Vitruvius
Marcus Vitruvius Pollio was a Roman writer, architect and engineer, active
in the 1st century BC. He is the author of De Architectura, the Ten Books of
Architecture, an ancient Roman treatise on architecture and perhaps the
first work about this discipline.
Mainly known for his writings, Vitruvius was himself an architect; Frontinus
says he was in charge of the aqueducts of Rome.
Among notable concepts contained in De Architectura (probably written
between 23 and 27 B.C.), Vitruvius declares that fame depends on social
relevance of the artist's work, not on the work by itself.

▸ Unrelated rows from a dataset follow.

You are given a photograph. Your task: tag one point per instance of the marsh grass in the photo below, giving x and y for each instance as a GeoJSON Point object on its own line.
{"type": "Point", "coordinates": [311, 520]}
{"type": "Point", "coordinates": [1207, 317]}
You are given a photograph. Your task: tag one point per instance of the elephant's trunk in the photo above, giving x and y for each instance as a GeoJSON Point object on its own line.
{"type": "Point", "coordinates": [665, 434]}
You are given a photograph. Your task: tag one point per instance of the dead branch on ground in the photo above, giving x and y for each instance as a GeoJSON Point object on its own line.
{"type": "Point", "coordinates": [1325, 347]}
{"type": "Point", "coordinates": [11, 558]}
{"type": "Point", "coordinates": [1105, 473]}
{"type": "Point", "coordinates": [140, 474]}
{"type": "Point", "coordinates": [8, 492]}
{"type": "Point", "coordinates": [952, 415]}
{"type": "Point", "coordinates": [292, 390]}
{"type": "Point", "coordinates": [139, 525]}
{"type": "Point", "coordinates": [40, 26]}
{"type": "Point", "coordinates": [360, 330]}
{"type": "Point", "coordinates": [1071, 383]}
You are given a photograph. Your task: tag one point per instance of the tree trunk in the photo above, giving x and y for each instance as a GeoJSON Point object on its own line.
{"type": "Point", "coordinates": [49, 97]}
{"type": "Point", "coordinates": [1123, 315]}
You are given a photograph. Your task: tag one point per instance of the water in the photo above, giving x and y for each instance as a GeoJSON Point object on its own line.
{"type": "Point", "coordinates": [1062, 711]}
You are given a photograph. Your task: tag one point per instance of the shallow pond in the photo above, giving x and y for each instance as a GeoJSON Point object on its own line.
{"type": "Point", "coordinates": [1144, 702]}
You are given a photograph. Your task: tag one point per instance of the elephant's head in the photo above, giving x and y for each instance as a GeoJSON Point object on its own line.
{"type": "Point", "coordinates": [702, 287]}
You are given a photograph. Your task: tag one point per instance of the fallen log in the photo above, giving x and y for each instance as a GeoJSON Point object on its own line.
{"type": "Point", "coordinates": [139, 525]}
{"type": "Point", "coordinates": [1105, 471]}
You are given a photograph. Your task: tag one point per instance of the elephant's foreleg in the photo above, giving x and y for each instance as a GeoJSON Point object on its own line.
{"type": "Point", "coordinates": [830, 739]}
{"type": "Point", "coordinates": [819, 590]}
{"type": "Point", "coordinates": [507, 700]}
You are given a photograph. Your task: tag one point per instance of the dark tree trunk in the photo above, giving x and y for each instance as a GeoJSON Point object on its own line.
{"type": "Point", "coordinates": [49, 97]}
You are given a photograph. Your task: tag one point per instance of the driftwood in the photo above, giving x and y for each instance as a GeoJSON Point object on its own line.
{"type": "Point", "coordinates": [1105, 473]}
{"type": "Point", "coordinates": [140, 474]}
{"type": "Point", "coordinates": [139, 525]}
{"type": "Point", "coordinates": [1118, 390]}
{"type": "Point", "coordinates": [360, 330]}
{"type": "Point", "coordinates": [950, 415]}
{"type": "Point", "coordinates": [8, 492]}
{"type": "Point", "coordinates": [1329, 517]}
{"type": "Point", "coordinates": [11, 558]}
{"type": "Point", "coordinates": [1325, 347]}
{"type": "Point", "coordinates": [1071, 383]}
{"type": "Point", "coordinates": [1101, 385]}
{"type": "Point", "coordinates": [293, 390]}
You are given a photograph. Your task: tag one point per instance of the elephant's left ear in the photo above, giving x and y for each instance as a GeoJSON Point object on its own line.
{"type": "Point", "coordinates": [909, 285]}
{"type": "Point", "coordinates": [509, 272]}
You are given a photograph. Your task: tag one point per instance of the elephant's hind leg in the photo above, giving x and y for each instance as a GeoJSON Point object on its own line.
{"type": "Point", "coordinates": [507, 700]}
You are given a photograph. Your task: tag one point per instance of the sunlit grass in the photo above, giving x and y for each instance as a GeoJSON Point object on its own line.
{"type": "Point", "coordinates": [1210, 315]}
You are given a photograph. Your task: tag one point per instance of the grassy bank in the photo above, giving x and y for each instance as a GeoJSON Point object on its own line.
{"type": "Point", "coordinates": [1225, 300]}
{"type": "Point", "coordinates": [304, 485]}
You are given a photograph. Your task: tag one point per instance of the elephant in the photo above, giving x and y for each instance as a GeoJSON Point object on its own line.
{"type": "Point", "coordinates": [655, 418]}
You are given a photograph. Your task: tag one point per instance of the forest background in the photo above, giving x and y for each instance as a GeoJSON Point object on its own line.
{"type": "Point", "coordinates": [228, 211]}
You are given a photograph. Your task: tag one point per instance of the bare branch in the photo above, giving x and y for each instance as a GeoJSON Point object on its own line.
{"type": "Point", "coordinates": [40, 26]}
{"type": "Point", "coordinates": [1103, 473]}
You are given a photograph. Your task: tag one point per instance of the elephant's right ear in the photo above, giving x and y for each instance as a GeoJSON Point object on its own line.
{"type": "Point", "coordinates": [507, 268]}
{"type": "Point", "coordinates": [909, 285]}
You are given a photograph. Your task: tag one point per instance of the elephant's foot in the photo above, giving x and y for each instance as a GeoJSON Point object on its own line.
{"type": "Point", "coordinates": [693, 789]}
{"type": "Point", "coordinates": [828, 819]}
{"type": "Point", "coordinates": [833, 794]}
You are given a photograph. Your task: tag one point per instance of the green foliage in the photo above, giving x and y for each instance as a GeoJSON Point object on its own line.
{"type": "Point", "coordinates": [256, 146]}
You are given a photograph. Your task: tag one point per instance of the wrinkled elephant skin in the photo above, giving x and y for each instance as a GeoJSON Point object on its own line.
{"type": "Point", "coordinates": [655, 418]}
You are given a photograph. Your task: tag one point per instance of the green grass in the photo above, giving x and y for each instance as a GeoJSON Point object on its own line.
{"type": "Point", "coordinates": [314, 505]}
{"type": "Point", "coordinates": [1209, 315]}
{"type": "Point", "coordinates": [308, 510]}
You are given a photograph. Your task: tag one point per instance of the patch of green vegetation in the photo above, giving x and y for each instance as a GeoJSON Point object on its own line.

Vitruvius' work is one of many examples of Latin texts that owe their
survival to the palace scriptorium of Charlemagne in the early ninth
century. (This activity of finding and recopying classical manuscripts is
called the Carolingian Renaissance.) Many of the surviving manuscripts of
Vitruvius' work derive from an existing manuscript that was written there,
British Library manuscript Harley 2767.
Vitruvius studied human proportions (third book) and his canones were later
resumed in a very famous drawing by Leonardo da Vinci (Homo Vitruvianus).
The 16th century architect Palladio considered him his master and guide, and
made some drawings based on Vitruvius's rules for architecture before
conceiving his own ones.
Though De architectura had been known throughout the middle ages, the work
was popularized in 16th century. Inigo Jones, English architect, was perhaps
the first together with French Salomon De Caus to reconsider those
disciplines that Vitruvius considered a necessary element of architecture:
arts and sciences based upon the number and the proportions, music,
perspective, painting.
Among his sources Vitruvius recalls Ctebisius of Alexandria and Archimedes
for their inventions, Aristossenes (Aristotle's apprentice) for music,
Agatarch for theatre, and Terentius Varro for architecture.